Selon une enquête réalisée par la Dares (Direction de l’animation de la recherche, des études et des statistiques) en février dernier, au cours d’une semaine de référence, 3,6 % des salariés, tous secteurs confondus, ont connu une absence au travail d’au moins une heure pour des raisons de santé, d’accidents, ou pour la garde d’un enfant malade.


Mais l’étude soulève également d’autres réalités : le taux augmente en fonction de l’âge (il est de 2,9 % pour les 20-24 ans contre 5,4 % pour les 55-59 ans), plus élevé chez les détendeurs d’emplois stables (3,7 %) que pour les détenteurs d’emplois précaires (2,6 %) et plus important chez les ouvriers (4,5 %) que chez les cadres (1,6 %).
« En conséquence, indique Béatrice Gagné, présidente d’Essor Consultants, un cabinet lyonnais spécialiste de la santé au travail et des risques psychosociaux, les enjeux pour l’entreprise sont importants : en matière de coûts, de santé des salariés et de climat social ». En effet, si on estime à 9 M€ par an (2010) le coût de l’absentéisme, hors absences légales (congés, formation), il peut également avoir un impact sur le climat social de l’entreprise, notamment « en matière de report de charge sur les salariés présents ».

« L’absentéisme engendre l’absentéisme »

Le cercle vicieux de l’absentéisme est enclenché : perturbant le management quotidien, « l’absentéisme engendre l’absentéisme ». Par ailleurs, même si les accidents du travail sont en baisse, on assiste à « une augmentation des troubles musculo-squelettiques, de la souffrance au travail et des risques psycho-ociaux », poursuit-elle. L’absentéisme n’est donc pas seulement l’expression d’une mauvaise santé, sa source est variable, multiple, comme, par exemple, le contexte organisationnel et social de l’entreprise ou l’articulation entre la vie professionnelle et personnelle du salarié.
Dès lors, il est indispensable d’agir pour réconcilier l’entreprise et les salariés en menant une véritable politique du changement. A l’exemple de la direction courrier de l’Ain - Haute-Savoie de la Poste qui a mis en place, comme l’explique Sonia Karmaoui, « des ateliers destinés au middle-management leur permettant de sortir des stéréotypes pour s’inscrire dans une approche préventive de l’absentéisme ».
Une politique volontariste, préventive, qui va bien au-delà des questions réglementaires et qui suppose un engagement fort des salariés, du dirigeant pour les PME et du middle-management pour les plus grandes entreprises.

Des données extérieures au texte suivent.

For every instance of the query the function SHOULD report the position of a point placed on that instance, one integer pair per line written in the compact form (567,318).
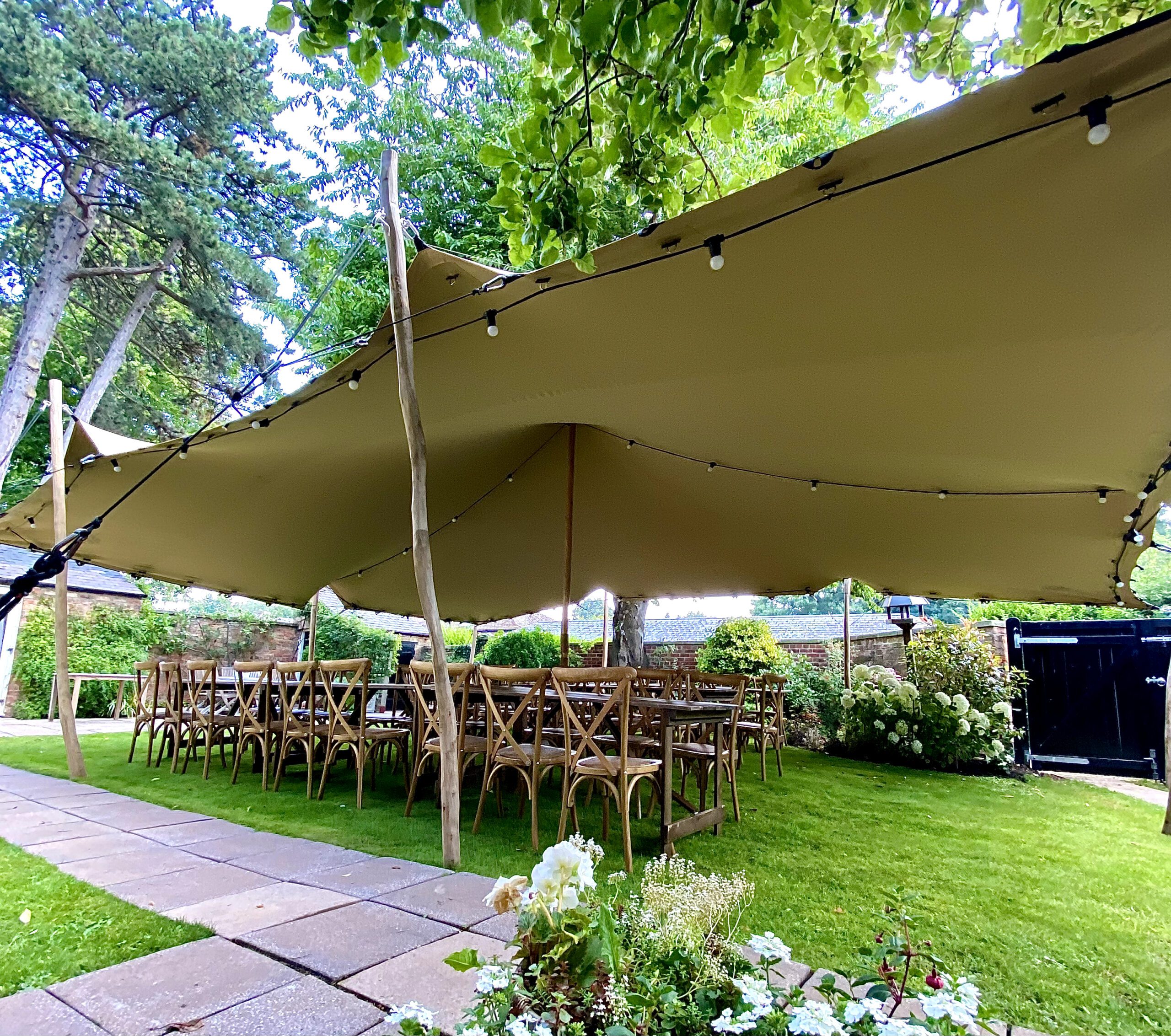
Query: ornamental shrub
(101,641)
(741,647)
(889,719)
(344,636)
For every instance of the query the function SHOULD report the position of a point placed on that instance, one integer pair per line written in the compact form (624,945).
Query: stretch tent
(972,304)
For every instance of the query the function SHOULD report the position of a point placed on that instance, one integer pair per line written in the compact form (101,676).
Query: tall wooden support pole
(311,644)
(569,545)
(1167,752)
(847,587)
(61,617)
(416,443)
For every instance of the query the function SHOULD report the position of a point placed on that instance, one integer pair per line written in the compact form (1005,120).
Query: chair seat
(548,754)
(593,765)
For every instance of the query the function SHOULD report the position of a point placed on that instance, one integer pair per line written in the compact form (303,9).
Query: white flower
(411,1012)
(771,947)
(506,895)
(816,1020)
(492,978)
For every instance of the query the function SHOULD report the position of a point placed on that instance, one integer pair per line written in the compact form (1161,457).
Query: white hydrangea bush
(669,958)
(886,717)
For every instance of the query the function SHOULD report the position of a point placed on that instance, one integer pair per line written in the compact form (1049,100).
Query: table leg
(718,777)
(666,735)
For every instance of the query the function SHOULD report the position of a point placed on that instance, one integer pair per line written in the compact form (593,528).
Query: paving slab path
(311,939)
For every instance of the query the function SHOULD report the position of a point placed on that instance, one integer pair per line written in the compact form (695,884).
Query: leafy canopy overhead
(628,93)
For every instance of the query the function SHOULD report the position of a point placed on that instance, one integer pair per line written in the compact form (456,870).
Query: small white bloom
(816,1020)
(411,1012)
(770,946)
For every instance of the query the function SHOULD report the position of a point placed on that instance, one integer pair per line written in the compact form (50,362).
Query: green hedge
(102,641)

Des questions essentielles, à l’heure où il est question d’allonger la durée du travail dans le cadre de la réforme des retraites.

S.B.


L’exemple de La Remise

L’association La Remise, dirigée par François Xavier Lapierre, qui a mis en œuvre, épaulée par le cabinet grenoblois A’Manilia et sa dirigeante, Corinne Terrasse, une véritable politique de santé au travail : « Quand je suis arrivé dans l’entreprise, notre taux d’absentéisme était de 27 %. Aujourd’hui, il n’est « plus » que d’un salarié sur cinq », explique le dirigeant.